You could buy each part and assemble it but it would probably end up costing ya more.


----------



## Trillion (May 10, 2004)

that's kool rap, ill buy one sooner or later probably anyway!

thanks


----------



## illnino (Mar 6, 2004)

theyre only $70 on ebay.


----------



## Guest (Apr 13, 2006)

Or just buy RO water from a water store...you know, the kind you put on on top of water coolers. It's like $0.25 a gallon.


----------



## Trillion (May 10, 2004)

Hell ill just buy it from the store then.

I'm sure in the long run it would be cheaper o build a diy, or buy the system though, but for now ill just use a tap water conditioner.

Y not?


----------



## rbp 4 135 (Mar 2, 2004)

you can't diy a rodi system. also lets figure this out. i assume that about a total of + or - fifteen gallons a week is going to evaporate form your systems, plus anoter 20 for water changes. 
so around 35 total gallons per week you will be using. so 35 x 4 is 140. 140 X .25 is obvioulsy 35. so around 35 bucks permonth for water. Plus the pain of going to the store and lugging around those jugs. In 2 months you water bill would have paid for a rodi, and saved you all those trips to the store.
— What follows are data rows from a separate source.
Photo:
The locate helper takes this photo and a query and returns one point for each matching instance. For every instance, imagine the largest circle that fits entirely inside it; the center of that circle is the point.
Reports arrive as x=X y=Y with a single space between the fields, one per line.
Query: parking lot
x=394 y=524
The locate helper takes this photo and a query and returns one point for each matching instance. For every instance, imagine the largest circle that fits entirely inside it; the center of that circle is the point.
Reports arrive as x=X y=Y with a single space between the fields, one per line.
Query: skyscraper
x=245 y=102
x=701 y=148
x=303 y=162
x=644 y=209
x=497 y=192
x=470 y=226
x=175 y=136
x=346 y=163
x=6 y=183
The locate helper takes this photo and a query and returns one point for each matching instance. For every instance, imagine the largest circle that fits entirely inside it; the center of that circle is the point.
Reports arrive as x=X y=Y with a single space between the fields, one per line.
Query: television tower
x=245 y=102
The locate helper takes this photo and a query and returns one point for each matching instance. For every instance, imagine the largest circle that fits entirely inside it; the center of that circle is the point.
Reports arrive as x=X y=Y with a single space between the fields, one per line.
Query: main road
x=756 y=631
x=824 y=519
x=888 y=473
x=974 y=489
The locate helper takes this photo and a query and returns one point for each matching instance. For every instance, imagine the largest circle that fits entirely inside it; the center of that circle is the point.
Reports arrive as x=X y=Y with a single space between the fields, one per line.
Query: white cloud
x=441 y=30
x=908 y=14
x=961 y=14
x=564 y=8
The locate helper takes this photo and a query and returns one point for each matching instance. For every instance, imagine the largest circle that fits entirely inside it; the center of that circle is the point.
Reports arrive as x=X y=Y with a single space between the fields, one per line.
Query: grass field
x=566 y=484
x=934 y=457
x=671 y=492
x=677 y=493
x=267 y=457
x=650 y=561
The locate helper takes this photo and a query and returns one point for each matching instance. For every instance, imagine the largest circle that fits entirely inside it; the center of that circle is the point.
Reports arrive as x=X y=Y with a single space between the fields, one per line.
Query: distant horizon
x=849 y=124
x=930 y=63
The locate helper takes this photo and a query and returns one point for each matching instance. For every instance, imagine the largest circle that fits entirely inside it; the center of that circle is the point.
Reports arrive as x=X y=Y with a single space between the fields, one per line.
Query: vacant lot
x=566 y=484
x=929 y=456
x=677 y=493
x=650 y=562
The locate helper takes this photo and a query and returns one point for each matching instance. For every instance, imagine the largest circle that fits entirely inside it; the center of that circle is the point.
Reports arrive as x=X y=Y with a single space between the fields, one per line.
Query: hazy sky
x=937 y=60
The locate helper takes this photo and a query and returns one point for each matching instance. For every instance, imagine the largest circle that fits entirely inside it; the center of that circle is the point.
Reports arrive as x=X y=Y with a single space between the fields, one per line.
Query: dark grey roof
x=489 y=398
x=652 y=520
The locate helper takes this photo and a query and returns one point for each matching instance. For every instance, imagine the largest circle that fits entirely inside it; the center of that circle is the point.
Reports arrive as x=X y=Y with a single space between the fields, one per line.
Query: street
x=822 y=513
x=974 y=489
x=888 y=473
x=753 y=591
i based your evaporation rates of of my tanks, they are nothig more than educated guesses. evaporation will vary according to tempature, lights being run and amount of flow. also humidity in the building will affect evaporation.


----------



## Trillion (May 10, 2004)

rbp 4 135 said:


> you can't diy a rodi system. also lets figure this out. i assume that about a total of + or - fifteen gallons a week is going to evaporate form your systems, plus anoter 20 for water changes.
> so around 35 total gallons per week you will be using. so 35 x 4 is 140. 140 X .25 is obvioulsy 35. so around 35 bucks permonth for water. Plus the pain of going to the store and lugging around those jugs. In 2 months you water bill would have paid for a rodi, and saved you all those trips to the store.
> 
> i based your evaporation rates of of my tanks, they are nothig more than educated guesses. evaporation will vary according to tempature, lights being run and amount of flow. also humidity in the building will affect evaporation.


damn dude your educated as hell on salt water huh?

All I know is I'm losing a lot of water every day and I don't want my sump to be low all the way down to a lil below the top of the return pump.

I may try turning down my heter a lil its on lke 78 degrees I may try I at 74 thin my lights make it like 5 or 6 dgrees hotter.

thanks man you know your stuff


----------



## rbp 4 135 (Mar 2, 2004)

here this will solve your evaporatin problems.
autotopoff


----------



## Guest (Apr 17, 2006)

Also, get a fan to blow the hot air from the lights away from the surface of the water.


----------



## rbp 4 135 (Mar 2, 2004)

that will help prevnt the light from rasing tank temp, but will increase evaoration.


----------